Fan is interested in statistical theory and methods in data science, statistical machine learning , finance, economics, computational biology, biostatistics with particular skills on high-dimensional statistics, nonparametric modeling, longitudinal and functional data analysis, nonlinear, survival analysis, time series, wavelets , among others.[1]

Jianqing Fan is a joint editor of Journal of Business and Economics Statistics and an associate editor of Management Science (2018--), among others, was the co-editor(-in-chief) of the Annals of Statistics (2004-2006) and an editor of Probability Theory and Related Fields (2003-2005), Econometrical Journal (2007-2012), Journal of Econometrics (2012-2018; managing editor 2014-18), and on the editorial boards of a number of other journals, including Journal of the American Statistical Association (1996-2017), Econometrica (2010-2013), Annals of Statistics (1998-2003), Statistica Sinica (1996-2002), and Journal of Financial Econometrics (2009-2012). He was the past president of the Institute of Mathematical Statistics (2006-2009), and past president of the International Chinese Statistical Association (2008-2010).

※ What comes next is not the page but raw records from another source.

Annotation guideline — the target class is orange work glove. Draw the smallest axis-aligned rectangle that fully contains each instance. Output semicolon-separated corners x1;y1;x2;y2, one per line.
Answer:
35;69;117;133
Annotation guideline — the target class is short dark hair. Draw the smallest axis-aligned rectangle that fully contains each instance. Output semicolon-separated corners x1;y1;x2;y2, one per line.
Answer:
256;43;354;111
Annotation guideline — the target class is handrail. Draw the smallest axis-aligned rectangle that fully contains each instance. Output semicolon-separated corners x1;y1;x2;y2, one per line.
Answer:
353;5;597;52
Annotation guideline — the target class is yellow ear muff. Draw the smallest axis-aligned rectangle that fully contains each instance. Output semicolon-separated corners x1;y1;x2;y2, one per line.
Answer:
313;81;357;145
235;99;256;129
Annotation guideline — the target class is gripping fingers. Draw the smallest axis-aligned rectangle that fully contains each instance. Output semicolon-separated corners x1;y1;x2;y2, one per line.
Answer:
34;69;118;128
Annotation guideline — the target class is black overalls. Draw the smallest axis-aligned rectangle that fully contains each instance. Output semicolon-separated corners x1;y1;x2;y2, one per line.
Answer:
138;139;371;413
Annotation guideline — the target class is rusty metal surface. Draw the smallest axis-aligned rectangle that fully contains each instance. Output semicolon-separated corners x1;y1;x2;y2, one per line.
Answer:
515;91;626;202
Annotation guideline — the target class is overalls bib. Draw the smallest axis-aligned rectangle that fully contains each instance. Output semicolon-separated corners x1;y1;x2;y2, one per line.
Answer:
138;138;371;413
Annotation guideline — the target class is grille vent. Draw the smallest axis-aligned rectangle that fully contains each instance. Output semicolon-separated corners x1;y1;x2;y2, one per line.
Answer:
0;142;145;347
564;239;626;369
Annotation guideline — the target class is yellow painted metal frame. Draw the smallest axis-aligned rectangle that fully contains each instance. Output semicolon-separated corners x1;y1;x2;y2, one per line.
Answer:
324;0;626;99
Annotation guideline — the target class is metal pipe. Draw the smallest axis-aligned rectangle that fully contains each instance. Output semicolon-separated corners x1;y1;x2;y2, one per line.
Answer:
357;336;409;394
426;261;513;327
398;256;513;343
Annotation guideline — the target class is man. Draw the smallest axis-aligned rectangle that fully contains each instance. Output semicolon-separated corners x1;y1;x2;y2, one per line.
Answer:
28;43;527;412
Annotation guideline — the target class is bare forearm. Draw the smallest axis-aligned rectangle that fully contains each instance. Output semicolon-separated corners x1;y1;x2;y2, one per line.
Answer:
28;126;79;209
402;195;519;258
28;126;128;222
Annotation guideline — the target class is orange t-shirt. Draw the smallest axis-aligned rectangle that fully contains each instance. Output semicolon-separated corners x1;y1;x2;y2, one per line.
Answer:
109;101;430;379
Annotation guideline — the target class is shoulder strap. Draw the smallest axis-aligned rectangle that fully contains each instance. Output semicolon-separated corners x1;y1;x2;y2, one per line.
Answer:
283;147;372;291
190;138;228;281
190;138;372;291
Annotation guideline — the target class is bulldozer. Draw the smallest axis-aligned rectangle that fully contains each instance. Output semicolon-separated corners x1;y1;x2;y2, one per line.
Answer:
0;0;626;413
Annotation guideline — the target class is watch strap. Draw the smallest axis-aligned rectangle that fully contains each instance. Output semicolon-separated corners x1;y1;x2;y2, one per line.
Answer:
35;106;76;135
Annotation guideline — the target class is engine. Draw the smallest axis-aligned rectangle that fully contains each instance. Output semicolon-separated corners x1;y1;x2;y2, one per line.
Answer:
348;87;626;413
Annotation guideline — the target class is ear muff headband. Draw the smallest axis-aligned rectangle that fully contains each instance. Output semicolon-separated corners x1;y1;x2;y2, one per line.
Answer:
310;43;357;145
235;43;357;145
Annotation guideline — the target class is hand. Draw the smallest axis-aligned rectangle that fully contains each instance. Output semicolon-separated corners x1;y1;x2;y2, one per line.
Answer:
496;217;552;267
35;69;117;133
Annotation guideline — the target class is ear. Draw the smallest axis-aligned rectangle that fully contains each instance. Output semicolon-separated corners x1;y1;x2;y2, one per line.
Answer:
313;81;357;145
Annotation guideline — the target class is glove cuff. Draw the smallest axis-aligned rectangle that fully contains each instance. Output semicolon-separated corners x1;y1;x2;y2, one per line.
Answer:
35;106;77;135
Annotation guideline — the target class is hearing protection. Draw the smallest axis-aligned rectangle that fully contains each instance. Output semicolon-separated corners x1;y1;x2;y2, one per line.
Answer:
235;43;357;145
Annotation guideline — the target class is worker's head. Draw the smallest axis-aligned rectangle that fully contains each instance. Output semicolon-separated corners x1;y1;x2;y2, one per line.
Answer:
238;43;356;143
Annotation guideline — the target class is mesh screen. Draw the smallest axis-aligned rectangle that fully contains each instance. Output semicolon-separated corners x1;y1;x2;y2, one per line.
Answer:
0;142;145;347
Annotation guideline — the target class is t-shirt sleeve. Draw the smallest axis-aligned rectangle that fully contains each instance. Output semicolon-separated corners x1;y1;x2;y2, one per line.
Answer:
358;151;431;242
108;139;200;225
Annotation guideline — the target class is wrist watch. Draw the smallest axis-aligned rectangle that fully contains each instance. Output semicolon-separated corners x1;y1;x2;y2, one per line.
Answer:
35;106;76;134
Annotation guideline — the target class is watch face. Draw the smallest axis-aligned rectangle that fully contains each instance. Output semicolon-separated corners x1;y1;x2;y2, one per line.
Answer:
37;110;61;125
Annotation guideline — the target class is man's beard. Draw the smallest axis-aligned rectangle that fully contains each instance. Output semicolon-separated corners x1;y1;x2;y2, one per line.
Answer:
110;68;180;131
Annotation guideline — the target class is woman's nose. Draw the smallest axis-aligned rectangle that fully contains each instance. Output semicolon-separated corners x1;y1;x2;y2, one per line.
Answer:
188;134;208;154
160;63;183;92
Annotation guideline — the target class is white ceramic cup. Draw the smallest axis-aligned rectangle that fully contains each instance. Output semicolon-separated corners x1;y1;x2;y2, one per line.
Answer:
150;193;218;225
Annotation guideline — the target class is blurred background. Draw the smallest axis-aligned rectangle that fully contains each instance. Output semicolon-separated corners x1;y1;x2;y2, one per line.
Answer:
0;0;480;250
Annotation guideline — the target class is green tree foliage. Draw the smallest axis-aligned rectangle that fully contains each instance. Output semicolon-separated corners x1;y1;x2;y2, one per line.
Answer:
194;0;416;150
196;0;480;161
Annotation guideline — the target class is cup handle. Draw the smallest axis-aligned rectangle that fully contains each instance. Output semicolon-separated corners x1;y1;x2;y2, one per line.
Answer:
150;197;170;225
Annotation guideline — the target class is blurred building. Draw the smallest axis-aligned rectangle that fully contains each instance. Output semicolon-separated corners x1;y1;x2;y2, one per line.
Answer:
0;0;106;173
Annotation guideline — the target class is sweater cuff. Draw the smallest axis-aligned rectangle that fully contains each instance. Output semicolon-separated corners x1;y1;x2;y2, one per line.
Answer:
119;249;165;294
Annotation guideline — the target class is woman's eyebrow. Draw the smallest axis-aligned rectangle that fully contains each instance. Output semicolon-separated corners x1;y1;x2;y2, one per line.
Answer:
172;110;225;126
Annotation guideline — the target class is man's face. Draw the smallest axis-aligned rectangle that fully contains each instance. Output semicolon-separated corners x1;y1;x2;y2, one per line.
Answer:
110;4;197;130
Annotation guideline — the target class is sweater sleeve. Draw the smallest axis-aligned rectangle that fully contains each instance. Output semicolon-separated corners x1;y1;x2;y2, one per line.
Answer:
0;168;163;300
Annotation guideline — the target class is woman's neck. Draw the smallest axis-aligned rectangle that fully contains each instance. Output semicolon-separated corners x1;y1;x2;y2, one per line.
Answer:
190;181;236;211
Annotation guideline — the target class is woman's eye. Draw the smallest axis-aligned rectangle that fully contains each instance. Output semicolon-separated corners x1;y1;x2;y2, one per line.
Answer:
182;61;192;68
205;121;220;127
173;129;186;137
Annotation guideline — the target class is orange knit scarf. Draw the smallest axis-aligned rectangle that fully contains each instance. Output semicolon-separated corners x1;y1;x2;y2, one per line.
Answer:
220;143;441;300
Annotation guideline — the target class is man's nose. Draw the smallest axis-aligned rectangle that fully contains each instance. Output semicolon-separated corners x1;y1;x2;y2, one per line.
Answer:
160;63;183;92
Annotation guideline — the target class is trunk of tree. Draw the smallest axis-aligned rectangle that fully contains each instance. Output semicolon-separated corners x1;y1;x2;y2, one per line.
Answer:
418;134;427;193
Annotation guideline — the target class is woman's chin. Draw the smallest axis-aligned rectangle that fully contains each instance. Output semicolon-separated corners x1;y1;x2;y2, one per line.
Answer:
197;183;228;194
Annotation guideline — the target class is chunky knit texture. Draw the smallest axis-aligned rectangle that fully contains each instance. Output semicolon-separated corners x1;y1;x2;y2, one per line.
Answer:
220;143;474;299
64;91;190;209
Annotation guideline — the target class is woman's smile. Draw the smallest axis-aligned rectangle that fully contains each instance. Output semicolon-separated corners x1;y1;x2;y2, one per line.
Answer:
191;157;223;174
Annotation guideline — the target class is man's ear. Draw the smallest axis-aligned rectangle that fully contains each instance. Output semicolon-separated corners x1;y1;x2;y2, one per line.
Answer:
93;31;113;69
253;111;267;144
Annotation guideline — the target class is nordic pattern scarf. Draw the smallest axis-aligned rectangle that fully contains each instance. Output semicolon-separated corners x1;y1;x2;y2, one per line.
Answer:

After receiving his Ph.D. in Statistics from the University of California at Berkeley in 1989, he has been appointed as assistant, associate, and full professor at the University of North Carolina at Chapel Hill (1989-2003), and as professor at the University of California at Los Angeles (1997-2000), Professor of Statistics and Chairman at the Chinese University of Hong Kong (2000-2003), and professor at the Princeton University (2003-), where he directs the Committee of Statistical Studies since 2006 and chaired Department of Operations Research and Financial Engineering from 2012 to 2015. He was named Frederick L. Moore'18 Professor of Finance since 2006

Fan has coauthored two highly-regarded books on Local Polynomial Modeling (1996) and Nonlinear time series: Parametric and Nonparametric Methods (2003) and authored or coauthored over 200 articles on finance, economics, statistical machine learning, computational biology, semiparametric and non-parametric modeling, nonlinear time series, survival analysis, longitudinal data analysis, and other aspects of theoretical and methodological statistics. He has been consistently ranked as a top 10 highly-cited mathematical scientist since the existence of such a ranking. His published work on statistics, financial econometrics, computational biology, and statistical machine learning has been recognized by the 2000 COPSS Presidents' Award, given annually to an outstanding statistician under age 40, invited speaker at The 2006 International Congress for Mathematicians, The Humboldt Research Award for lifetime achievement in 2006, The Morningside Gold Medal of Applied Mathematics in 2007, honoring triennially an outstanding applied mathematician of Chinese descent, Guggenheim Fellow in 2009, Pao-Lu Hsu Prize (2013), presented every three years by the International Chinese Statistical Association to individuals under the age of 50, Guy Medal in Silver (2014), presented once a year by Royal Statistical Society, and Noether Senior Scholar Award (2018), presented once a year by American Statistical Association, and the election to the fellow of American Association for the Advancement of Science, Institute of Mathematical Statistics, and American Statistical Association.